Johnny Lee shook away the darkness and tried once more to claw his way free of the wreckage of the overturned ATV. Lee wasn’t sure what had hit them, but the last thing he remembered was a flash of light and the taste of metal and dirt, and then he’d woke upside-down beneath the roll-cage of the little machine. The front end of the ATV was a twisted mass of smoldering metal, and he didn’t know where Raj was.
His helmet kept getting twisted around and bumping against the roll cage, so he impatiently yanked it off and suddenly felt as if he were about to faint. A warm trickle of blood flowed down his forehead and dripped off his nose, and he cursed under his breath—if his brains were leaking out he wouldn’t be walking very far.
“Goddammit, Raj,” he hissed, pushing at the dirt beneath him. “Where the hell are you when I need you?”
“Just give me a second, you ungrateful asshole,” came the unexpected reply.
Lee twisted around and saw Rajiv Vingh leaning into the frame of the wrecked ATV, trying to push it off his friend.
“Just hold still so I don’t crush your silly ass,” he grunted. “That’d be real funny—you live through an enemy rocket hitting us and then get your neck broke while I’m trying to get you out.”
As Lee watched him, he noticed that Vingh’s right leg was covered with blood, his fatigue pant ripped at the thigh, but it didn’t seem to slow the man down as he strained against the vehicle. The ATV frame began slowly rocking in rhythm, and finally Vingh rammed into it with his shoulder and the little rover toppled over with a high- pitched metallic creak.
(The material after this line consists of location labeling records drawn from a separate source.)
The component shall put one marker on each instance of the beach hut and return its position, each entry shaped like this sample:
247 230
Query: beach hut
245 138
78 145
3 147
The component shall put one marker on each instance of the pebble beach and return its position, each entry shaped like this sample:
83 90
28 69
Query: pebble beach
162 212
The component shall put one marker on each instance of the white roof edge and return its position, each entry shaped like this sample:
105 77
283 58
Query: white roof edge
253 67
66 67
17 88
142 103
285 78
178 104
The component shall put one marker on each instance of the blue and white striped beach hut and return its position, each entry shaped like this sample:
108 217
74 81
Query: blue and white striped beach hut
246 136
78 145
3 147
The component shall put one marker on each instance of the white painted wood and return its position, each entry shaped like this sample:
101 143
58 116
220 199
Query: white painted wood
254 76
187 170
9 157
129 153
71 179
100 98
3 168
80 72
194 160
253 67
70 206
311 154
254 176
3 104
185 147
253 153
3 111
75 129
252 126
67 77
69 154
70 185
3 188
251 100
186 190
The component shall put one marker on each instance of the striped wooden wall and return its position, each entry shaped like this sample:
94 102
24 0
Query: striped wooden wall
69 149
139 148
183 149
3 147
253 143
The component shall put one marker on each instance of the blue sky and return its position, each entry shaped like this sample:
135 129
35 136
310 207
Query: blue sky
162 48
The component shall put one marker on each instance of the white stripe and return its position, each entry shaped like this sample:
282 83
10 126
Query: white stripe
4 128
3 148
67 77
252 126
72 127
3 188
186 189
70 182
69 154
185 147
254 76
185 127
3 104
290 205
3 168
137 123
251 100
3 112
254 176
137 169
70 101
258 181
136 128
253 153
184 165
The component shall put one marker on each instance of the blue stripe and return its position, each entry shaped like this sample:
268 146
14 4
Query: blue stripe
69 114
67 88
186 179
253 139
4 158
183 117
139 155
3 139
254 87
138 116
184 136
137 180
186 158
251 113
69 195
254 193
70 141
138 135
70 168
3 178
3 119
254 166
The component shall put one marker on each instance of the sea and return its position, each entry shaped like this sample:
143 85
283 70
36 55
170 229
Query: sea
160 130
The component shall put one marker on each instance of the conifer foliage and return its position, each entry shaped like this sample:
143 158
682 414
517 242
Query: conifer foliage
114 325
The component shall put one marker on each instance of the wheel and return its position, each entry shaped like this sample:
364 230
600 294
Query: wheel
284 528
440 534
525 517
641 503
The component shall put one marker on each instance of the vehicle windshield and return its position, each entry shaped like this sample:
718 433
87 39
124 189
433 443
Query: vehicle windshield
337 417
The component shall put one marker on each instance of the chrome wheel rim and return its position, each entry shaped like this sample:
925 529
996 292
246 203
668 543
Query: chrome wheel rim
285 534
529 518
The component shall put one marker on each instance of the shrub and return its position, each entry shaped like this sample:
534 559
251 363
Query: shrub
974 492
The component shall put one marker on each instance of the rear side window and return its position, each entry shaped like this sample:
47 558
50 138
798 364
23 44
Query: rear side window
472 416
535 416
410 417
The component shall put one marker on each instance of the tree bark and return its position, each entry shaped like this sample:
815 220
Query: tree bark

Lee pulled his legs into a fetal position and let the ATV’s roll cage pass over him, the vehicle coming to a rest on its side with a rattling crash.
“Thanks, Raj,” Lee moaned, rolling gingerly to his feet. He felt a little dizzy and his head throbbed with every heartbeat, but at least he was alive. “Are you okay?”
“I’ll live,” Vingh told him—and as he did, Lee finally noticed how quiet it was.
No rattle of gunfire, no explosions, not even the rumble of engine turbines. He looked across the field and saw to his surprise that they were alone. The burning hulks of the hodgepodge of vehicles the strike force had assembled littered the plain like little roadmarks leading to the control center. At their head, toppled apocalyptically, was the remains of one of the Protectorate Hoppers, one of its legs a twisted ruin, its biomech driver hanging limply from the shattered cockpit.
The control center itself loomed only a hundred meters in front of them, the transmission antennae it guarded now scorched wreckage from multiple missile hits, and around its walls were scattered lumps that could have been bodies. But there was not another living soul to be seen on the field of battle.
“Where is everybody?” Lee blurted, taking a tentative step toward the control center.
“Far as I can tell, ” Vingh declared wearily, “they’re all dead. Nothing’s moved since I came to.”
“They can’t all be dead,” Johnny said, shaking his head. He waved at the entrance to the base. “If anyone made it, they’d be inside.”